In my younger days, I was generally known to be a good problem solver. I was often consulted when thorny problems needed solving and I usually managed to deliver results. I also enjoyed solving puzzles. I had a knack for them and happily spent hours, sometimes days, working through obscure mathematical or technical puzzles and sharing detailed write-ups with friends of the nerd variety. So tackling arcane and seemingly pointless puzzles was very much my thing. Seen in that light, my performance at the CTF probably should not have surprised me. Still, I was very pleased. It was reassuring to know that I could still rely on my systems programming experience to solve obscure challenges.

During the course of the contest, my performance became something of a talking point in the office.
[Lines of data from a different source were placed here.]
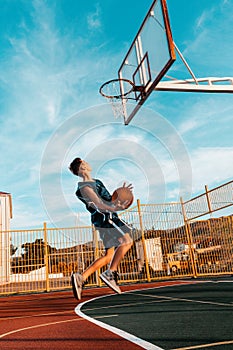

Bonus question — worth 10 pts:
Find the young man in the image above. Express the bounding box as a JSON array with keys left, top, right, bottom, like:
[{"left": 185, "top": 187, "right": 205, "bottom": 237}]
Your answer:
[{"left": 69, "top": 158, "right": 132, "bottom": 299}]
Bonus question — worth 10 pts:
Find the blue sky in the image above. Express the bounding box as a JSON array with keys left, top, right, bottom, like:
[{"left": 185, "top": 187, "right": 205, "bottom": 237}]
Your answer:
[{"left": 0, "top": 0, "right": 233, "bottom": 228}]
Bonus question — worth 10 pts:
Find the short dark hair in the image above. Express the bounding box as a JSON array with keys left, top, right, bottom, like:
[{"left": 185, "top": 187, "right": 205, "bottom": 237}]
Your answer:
[{"left": 69, "top": 158, "right": 82, "bottom": 176}]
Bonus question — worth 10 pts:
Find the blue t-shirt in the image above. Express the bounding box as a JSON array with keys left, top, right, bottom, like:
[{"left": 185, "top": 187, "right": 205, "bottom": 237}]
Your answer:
[{"left": 76, "top": 179, "right": 118, "bottom": 227}]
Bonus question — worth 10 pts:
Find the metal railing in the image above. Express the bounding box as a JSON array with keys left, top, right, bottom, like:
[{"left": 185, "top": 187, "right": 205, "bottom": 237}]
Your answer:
[{"left": 0, "top": 182, "right": 233, "bottom": 294}]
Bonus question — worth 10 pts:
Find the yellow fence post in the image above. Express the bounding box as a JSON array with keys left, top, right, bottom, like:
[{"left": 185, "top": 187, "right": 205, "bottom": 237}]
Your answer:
[
  {"left": 44, "top": 222, "right": 50, "bottom": 292},
  {"left": 137, "top": 199, "right": 151, "bottom": 282},
  {"left": 92, "top": 225, "right": 100, "bottom": 286},
  {"left": 180, "top": 198, "right": 197, "bottom": 278}
]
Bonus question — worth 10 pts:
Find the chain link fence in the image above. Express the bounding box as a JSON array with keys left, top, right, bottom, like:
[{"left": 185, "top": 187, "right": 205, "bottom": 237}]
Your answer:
[{"left": 0, "top": 182, "right": 233, "bottom": 295}]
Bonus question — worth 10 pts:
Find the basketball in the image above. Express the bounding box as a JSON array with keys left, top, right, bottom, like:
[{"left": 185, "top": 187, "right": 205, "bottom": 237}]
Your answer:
[{"left": 112, "top": 187, "right": 134, "bottom": 209}]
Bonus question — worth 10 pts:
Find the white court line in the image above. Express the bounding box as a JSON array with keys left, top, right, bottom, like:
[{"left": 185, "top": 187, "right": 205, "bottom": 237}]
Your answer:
[
  {"left": 132, "top": 293, "right": 233, "bottom": 307},
  {"left": 0, "top": 318, "right": 81, "bottom": 338},
  {"left": 75, "top": 294, "right": 163, "bottom": 350},
  {"left": 75, "top": 280, "right": 232, "bottom": 350},
  {"left": 0, "top": 310, "right": 72, "bottom": 321},
  {"left": 171, "top": 340, "right": 233, "bottom": 350}
]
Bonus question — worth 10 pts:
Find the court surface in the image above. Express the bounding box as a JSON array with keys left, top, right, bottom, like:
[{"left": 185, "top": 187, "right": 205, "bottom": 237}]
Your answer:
[
  {"left": 76, "top": 279, "right": 233, "bottom": 350},
  {"left": 0, "top": 278, "right": 233, "bottom": 350}
]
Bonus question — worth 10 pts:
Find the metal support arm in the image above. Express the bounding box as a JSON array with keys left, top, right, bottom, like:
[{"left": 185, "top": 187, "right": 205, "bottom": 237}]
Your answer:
[{"left": 155, "top": 77, "right": 233, "bottom": 93}]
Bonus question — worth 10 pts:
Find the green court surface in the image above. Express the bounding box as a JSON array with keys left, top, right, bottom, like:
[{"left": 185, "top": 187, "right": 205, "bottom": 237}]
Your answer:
[{"left": 81, "top": 278, "right": 233, "bottom": 350}]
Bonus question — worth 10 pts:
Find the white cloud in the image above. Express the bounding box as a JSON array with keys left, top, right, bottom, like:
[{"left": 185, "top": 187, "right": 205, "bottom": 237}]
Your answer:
[
  {"left": 87, "top": 4, "right": 102, "bottom": 30},
  {"left": 191, "top": 147, "right": 233, "bottom": 193}
]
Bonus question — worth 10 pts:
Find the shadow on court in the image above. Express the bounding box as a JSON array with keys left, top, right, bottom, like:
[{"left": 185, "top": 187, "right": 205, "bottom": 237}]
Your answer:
[{"left": 81, "top": 277, "right": 233, "bottom": 350}]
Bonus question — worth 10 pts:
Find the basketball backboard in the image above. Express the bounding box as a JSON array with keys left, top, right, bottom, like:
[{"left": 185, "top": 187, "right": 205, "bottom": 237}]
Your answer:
[
  {"left": 99, "top": 0, "right": 233, "bottom": 125},
  {"left": 118, "top": 0, "right": 176, "bottom": 124}
]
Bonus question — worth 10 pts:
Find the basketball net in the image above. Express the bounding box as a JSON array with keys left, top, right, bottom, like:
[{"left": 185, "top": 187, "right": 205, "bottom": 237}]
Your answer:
[{"left": 107, "top": 97, "right": 127, "bottom": 119}]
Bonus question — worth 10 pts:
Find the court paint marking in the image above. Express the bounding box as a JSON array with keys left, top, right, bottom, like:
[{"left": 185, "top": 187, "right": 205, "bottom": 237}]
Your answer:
[
  {"left": 171, "top": 340, "right": 233, "bottom": 350},
  {"left": 0, "top": 310, "right": 73, "bottom": 321},
  {"left": 135, "top": 293, "right": 233, "bottom": 307},
  {"left": 85, "top": 293, "right": 172, "bottom": 311},
  {"left": 75, "top": 280, "right": 215, "bottom": 350},
  {"left": 75, "top": 294, "right": 163, "bottom": 350},
  {"left": 0, "top": 318, "right": 82, "bottom": 338}
]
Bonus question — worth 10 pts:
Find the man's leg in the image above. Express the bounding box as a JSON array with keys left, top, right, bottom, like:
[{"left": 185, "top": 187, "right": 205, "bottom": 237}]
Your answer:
[
  {"left": 109, "top": 233, "right": 133, "bottom": 271},
  {"left": 100, "top": 233, "right": 133, "bottom": 294},
  {"left": 71, "top": 247, "right": 114, "bottom": 300}
]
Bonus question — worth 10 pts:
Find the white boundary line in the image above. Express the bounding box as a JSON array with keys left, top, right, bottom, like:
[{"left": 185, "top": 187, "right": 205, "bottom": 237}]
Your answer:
[
  {"left": 75, "top": 294, "right": 163, "bottom": 350},
  {"left": 75, "top": 280, "right": 232, "bottom": 350}
]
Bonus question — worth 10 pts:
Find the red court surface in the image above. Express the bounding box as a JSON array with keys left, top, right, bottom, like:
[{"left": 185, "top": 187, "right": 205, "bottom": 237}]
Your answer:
[{"left": 0, "top": 281, "right": 198, "bottom": 350}]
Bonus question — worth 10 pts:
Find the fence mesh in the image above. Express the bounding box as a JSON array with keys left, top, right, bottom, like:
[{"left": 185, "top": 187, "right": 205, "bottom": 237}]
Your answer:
[{"left": 0, "top": 182, "right": 233, "bottom": 294}]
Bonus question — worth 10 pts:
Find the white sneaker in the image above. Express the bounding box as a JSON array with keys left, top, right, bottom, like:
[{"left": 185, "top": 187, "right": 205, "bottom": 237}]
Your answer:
[
  {"left": 71, "top": 272, "right": 83, "bottom": 300},
  {"left": 100, "top": 270, "right": 121, "bottom": 294}
]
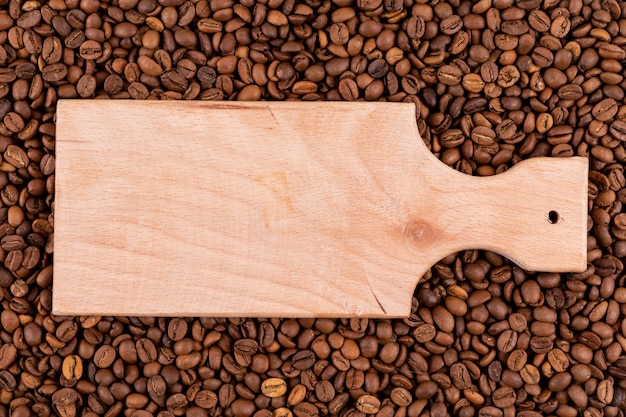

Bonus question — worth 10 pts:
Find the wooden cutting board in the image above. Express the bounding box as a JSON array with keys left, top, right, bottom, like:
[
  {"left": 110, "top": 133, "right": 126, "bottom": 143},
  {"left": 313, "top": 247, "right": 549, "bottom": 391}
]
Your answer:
[{"left": 53, "top": 100, "right": 587, "bottom": 317}]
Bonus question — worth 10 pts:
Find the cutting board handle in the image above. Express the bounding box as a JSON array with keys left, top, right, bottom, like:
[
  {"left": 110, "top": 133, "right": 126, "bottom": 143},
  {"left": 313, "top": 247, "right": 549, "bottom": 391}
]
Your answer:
[
  {"left": 53, "top": 100, "right": 588, "bottom": 317},
  {"left": 412, "top": 152, "right": 588, "bottom": 272}
]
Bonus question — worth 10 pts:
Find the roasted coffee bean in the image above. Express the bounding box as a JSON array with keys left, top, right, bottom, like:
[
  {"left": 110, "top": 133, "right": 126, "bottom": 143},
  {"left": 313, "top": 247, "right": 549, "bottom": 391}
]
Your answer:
[{"left": 261, "top": 378, "right": 287, "bottom": 398}]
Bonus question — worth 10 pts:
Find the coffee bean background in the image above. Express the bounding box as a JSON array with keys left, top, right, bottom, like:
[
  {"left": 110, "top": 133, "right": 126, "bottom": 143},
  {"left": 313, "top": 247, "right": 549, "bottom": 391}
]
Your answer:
[{"left": 0, "top": 0, "right": 626, "bottom": 417}]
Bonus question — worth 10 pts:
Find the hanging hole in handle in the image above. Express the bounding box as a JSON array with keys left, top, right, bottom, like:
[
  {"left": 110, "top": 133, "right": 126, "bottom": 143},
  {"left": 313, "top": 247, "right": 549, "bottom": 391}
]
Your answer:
[{"left": 548, "top": 210, "right": 559, "bottom": 224}]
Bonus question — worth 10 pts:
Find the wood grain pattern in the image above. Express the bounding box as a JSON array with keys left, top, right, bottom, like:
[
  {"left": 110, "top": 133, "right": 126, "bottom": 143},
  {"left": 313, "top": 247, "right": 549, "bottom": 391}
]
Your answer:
[{"left": 53, "top": 100, "right": 587, "bottom": 317}]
Colleagues occasionally stopped by my desk to appreciate how well I was doing in the CTF. Two much younger colleagues, both engineers I admired for their skill and professionalism, were discussing the results nearby. They were speaking softly, but I could still overhear parts of their conversation. Curious, I leaned slightly and listened a bit more carefully. I wanted to know what these two people, whom I admired a great deal, thought about my performance.

One of them remarked on how well I was doing in the contest. The other replied, 'Of course he is doing well. He has more than ten years of experience in C.' At that moment, I realised that no matter how well I solved those puzzles, the result would naturally be credited to experience. In my younger days, when I solved tricky problems, people would sometimes call me smart. Now it was expected. Not that I particularly care for such labels anyway, but it did make me realise how things had changed.

I was now simply the person with many years of experience, and solving challenges that involved dissecting binaries and solving technical puzzles was expected rather than remarkable. I continue to sharpen my technical skills to this day. While my technical results may now simply be attributed to experience, I hope I can continue to make a good impression through my professionalism, ethics and kindness towards the people I work with. If those leave a lasting impression, that is good enough for me.